Innenminister Thomas de Maiziere lehnt das Kirchenasyl vehement ab, er hat Vergleiche zur Scharia gezogen. Was antworten Sie ihm?

So ein Vergleich ist ungeheuerlich. Die Tradition der Kirche hat mit Scharia gar nichts zu tun.

Sie sind ein großer Verfechter des interreligiösen Dialogs. Gehört der Islam zu Deutschland?

So eine Formel muss man mit Inhalt füllen. Ich könnte nicht unkommentiert sagen, der Islam gehört zu uns. Soll das bedeuten, er ist in der Geschichte tiefverwurzelt? Oder versteht man darunter, dass wir mit den Menschen, die bei uns leben, im Kontext unserer Verfassung fair umgehen und sie tolerieren? Man muss wirklich genau differenzieren. Salafisten oder jene Kreise, die eine Scharia-Polizei durch Städte laufen lassen, gehören sicher nicht zu uns.

Vor zehn Jahren haben sie bereits einen runden Tisch Islam einberufen. Was gab den Anstoß?

Das geschah damals unter dem Eindruck des Karikaturenstreits in Dänemark. Dahinter steckt auch ein sehr pragmatischer Ansatz. Wir müssen uns mit den Menschen, die hier bei uns leben, auseinandersetzen. Außerdem verficht die katholische Kirche seit dem Konzil das Prinzip der Religionsfreiheit. Deshalb hat sich schon mein Vorgänger Walter Kasper 1995 zum Moscheebau positioniert. Ich habe mich seit 2001 regelmäßig für islamischen Religionsunterricht eingesetzt.

Was erwarten sie von Vertretern des Islam unter dem Eindruck der aktuellen Ereignisse?
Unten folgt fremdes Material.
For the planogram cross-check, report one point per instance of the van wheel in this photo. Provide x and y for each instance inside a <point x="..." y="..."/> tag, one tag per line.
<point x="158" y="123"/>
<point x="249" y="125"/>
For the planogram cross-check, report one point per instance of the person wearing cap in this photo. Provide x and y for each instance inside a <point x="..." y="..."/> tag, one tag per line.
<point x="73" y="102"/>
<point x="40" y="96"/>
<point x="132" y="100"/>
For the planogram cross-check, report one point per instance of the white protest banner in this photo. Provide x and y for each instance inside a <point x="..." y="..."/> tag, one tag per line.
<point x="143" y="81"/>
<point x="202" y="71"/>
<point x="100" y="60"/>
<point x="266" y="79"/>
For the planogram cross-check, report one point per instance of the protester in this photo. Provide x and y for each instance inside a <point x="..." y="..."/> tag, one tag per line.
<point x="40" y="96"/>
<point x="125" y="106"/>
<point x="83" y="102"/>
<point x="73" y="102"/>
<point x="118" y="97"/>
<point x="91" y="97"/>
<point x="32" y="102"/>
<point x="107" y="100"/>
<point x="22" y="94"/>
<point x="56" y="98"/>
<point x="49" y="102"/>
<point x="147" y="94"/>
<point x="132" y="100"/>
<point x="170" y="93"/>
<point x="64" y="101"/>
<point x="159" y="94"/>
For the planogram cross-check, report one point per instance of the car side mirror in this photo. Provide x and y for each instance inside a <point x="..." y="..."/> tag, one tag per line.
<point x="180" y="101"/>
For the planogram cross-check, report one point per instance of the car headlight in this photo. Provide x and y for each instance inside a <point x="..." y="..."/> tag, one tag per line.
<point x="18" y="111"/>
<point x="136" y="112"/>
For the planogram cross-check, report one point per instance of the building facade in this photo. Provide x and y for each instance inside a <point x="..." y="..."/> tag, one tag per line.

Öffentliche Repräsentanten der Muslime müssen aufstehen können und sagen, dass ihre Religion total missverstanden wird, dass sie instrumentalisiert wird, wenn so furchtbare Gewalt im Namen Allahs begangen wird und dass Tendenzen, die es im Koran geben mag, in eine Ideologie umgemünzt werden. Aber das ist leichter gesagt als getan. Dennoch haben wir es bei unseren Treffen mit Muslimen jedes Mal geschafft, eine gemeinsame Erklärung zu formulieren. Eine lautete, dass Gewalt keine Antwort auf schlimme Karikaturen sein kann. Aus meiner Sicht gibt es aber Grenzen. Die Karikaturen, die Charlie Hebdo veröffentlicht hat, sind für mich nicht die Krönung der Pressefreiheit.